Perché La trama dell’invisibile?
La parola trama implica meravigliosamente tutta l’opera di Roberto Calasso. Che rappresenta una fitta narrativa. Un’intricata trama di storie: greca, indiana, europea. E poi storie su cantastorie, scrittori, poeti, pittori, pensatori, visionari, mistici, santi, ballerine, animali. Mentre l’invisibile è ciò attorno a cui ruotano i libri di Calasso. Quella potenza divina su cui Aristotele, nella “Metafisica”, si ruppe il capo: “Se il divino è qualcosa, non può che essere ciò che avvolge l’intera natura”.
Che insegnamento le ha lasciato la grande opera di Calasso e quanto ha pesato sulla sua affermazione come scrittrice?
È un po’ noioso e paludato parlare di insegnamento. Come navi cariche verso porti lontani i libri di Roberto mi portano, ogni volta che li leggo, verso vari orizzonti: l’India e i suoi miti, la Grecia e le sue divinità, la Mesopotamia e le sue tavolette del destino, Parigi e Flaubert, Proust o Baudelaire. Non smetto di ordinare volumi di autori che trovo negli indici della sua opera, di cui ogni libro si apre su innumerevoli altri. Come potrebbero pesare su di me i suoi scritti, da cui traggo sempre qualcosa di essenziale? Forse, agli occhi di chi ci conosceva, vivevo e scrivevo nella sua ombra, anche perché non ho mai vissuto a Milano, ma a Mornaga: un luogo fantastico, nel senso adelphiano, dove ho vissuto una vita un po’ slegata dal mondo, dedicando il mio tempo al lavoro in giardino, alla lettura e alla scrittura, attività che richiedono tempo, concentrazione e dedizione.
Calasso viveva a Milano. Lei a Mornaga. Nella vostra relazione durata venticinque anni ha pesato, o col tempo ha fatto emergere difficoltà, questa distanza?
Di norma la distanza tra due esseri che si amano è salutare perché non nascono nevrosi o ossessioni come in una stretta e qualche volta soffocante vita coniugale. Poi Milano dista solo 135 km da Mornaga: un salto di gatto, come dicono i tedeschi. Appena poteva Roberto veniva sul lago. E quando era possibile lo raggiungevo con Josephine (28) e Tancredi (18). I nostri due figli.
Lei ha detto che scrivere questo libro è stato “un lavoro di lutto”. Cosa voleva dire di preciso?
Un lavoro di lutto perché, come Persefone negli inferi, sono scesa, immergendomi nella lettura dei miei diari, nel passato, riaccendendolo. È stato un lavoro doloroso, un vero lavoro di lutto.

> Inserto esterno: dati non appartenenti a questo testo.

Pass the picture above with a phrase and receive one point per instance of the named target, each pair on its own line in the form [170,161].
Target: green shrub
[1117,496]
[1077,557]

Il suo libro è anche una lunga enciclopedia di nomi, incontri, libri, viaggi, città.
Non lo chiamerei enciclopedia, parola che emana una pesantezza accademica. Il mio libro è un racconto dei primi due anni del nostro amore in cui ho conosciuto, attraverso Roberto, libri nuovi, nomi nuovi, volti nuovi, circostanze e città nuove. E se per caso conoscevo già le città che visitammo insieme le vedevo comunque attraverso uno sguardo nuovo.
Ha paura della morte?
Certo.
Se dovesse essere lei, ora, a fare una domanda a Roberto Calasso, cosa gli chiederebbe?
Non avrei una sola domanda da porgli, ma centinaia. Si tratta quasi sempre di domande su scrittori e sui loro libri. Però, sì, una domanda terribile me la porto dentro. Ma non posso rivelarla.
Mi dica se sta scrivendo qualcosa.
Ho appena iniziato a rivedere la traduzione dal tedesco all’italiano del mio romanzo “Kream Korner” che uscirà in primavera sempre con Mondadori.